Dimanche, je me suis méfié. Une course de montagne avec le notaire et son fils. Sans ma mère. Randonnée entre hommes, comme il a dit. Je ne l’avais jamais vu en chapeau de paille ni grosses lunettes fumées. Il faisait le maximum pour se rendre sympathique ; gai, bavard le monsieur, rigolard à l’occasion. Évidemment !  Il voulait me piéger, traquer des indices, surprendre un coup d’œil entre Jacques et moi. Mon agneau hypocrite était inexistant. Il n’y a pas d’abonné au numéro que vous demandez. Le notaire faisait semblant de s’intéresser aux fleurs, aux  arbustes. Il demandait les noms, cherchait à dialoguer. Moi je jouais au jeu des questions-réponses. Tout au long du repas dans un chalais-restaurant, on a parlé géographie et histoire de France. A aucun moment il n’a osé aborder le sujet. Les hypocrites sont ainsi. Moi  je me disais: il n’a vraiment pas de poigne, il est refait, il l’a dans le baba.

En rentrant, on a bu une limonade sur la terrasse de sa villa avant qu’il me raccompagne. Ma mère attendait.

Tout de suite, elle m’a envoyé dans ma chambre. Mais j’ai collé l’oreille et le notaire faisait ses commentaires.

-          Tu as parfaitement raison, ton fils est un garçon éveillé et intelligent. Avec sa vivacité d’esprit, qui sait si cela ne donnera pas un juriste! Je ne vois plus aucun problème de ce côté-là et rien ne s’oppose dorénavant à notre mariage. C’est une bonne chose car vis-à-vis de l’opinion publique, j’ai hâte de normaliser la situation.

J’écoutais, il continuait. Il n’en finissait pas de continuer.

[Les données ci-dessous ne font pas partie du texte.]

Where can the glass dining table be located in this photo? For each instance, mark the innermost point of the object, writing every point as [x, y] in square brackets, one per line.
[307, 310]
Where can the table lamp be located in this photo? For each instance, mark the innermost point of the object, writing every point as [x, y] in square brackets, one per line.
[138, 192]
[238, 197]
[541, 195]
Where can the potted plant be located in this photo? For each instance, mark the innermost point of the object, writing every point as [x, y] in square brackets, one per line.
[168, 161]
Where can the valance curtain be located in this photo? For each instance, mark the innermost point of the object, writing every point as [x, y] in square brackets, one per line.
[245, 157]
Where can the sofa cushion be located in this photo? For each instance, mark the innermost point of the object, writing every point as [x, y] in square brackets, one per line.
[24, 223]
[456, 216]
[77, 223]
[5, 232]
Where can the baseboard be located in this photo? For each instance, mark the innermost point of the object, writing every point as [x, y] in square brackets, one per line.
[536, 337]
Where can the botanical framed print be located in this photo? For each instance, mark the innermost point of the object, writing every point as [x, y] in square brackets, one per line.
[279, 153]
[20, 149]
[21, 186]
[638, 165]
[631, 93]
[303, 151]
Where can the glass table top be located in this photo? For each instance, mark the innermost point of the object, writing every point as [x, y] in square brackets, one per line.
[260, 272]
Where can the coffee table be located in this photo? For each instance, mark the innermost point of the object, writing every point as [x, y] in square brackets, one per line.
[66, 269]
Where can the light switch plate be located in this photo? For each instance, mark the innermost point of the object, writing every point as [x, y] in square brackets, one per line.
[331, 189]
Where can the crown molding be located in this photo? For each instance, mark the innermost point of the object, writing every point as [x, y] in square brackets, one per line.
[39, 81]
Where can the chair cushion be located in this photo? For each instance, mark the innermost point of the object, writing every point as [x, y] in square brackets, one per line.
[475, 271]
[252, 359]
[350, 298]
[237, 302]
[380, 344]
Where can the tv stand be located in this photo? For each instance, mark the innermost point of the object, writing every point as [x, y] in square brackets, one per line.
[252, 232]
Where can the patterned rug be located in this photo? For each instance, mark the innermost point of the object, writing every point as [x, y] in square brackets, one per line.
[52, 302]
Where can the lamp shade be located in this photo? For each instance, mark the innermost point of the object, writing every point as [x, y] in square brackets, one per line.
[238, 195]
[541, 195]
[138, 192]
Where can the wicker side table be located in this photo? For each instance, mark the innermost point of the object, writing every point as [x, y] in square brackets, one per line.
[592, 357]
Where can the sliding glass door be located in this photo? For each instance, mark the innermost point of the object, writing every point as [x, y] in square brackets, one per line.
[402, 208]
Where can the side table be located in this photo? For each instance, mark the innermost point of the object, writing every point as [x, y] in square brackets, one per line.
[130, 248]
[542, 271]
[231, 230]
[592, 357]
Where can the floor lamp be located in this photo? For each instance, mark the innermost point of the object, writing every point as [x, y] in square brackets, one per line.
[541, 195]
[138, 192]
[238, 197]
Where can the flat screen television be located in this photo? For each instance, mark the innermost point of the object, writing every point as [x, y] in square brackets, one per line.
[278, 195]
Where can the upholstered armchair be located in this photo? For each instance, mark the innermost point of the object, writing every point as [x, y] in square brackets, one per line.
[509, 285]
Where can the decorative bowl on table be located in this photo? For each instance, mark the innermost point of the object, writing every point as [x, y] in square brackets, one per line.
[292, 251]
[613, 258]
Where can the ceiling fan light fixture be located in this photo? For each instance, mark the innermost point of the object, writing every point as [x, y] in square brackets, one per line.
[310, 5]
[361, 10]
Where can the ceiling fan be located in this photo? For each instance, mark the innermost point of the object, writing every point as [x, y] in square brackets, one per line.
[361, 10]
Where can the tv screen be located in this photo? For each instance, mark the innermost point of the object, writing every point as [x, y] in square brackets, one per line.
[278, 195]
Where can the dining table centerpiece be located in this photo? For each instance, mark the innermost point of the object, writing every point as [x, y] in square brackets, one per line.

J’ai noué un foulard en cagoule comme dans les manifs, j’ai ouvert la porte en l’arrachant, je me suis planté au milieu du salon.

Pour le grand déballage.

Jacquette l’esclave docile, le soumis vicieux… Son rire niais quand il s’accroupit... et le reste. Je faisais les gestes, je prenais les poses, j’inventais des détails. J’en rajoutais. Je jouissais de leur panique comme de la sienne quand il me sent venir.

Le notaire s’enfonçait dans son fauteuil. Enlisement. Ne subsistait de lui que son crâne et il  avait encore perdu des cheveux. Ma mère était figée, de face, sur le canapé. Elle ne croisait pas les jambes comme d’habitude et on ne voyait plus ses genoux.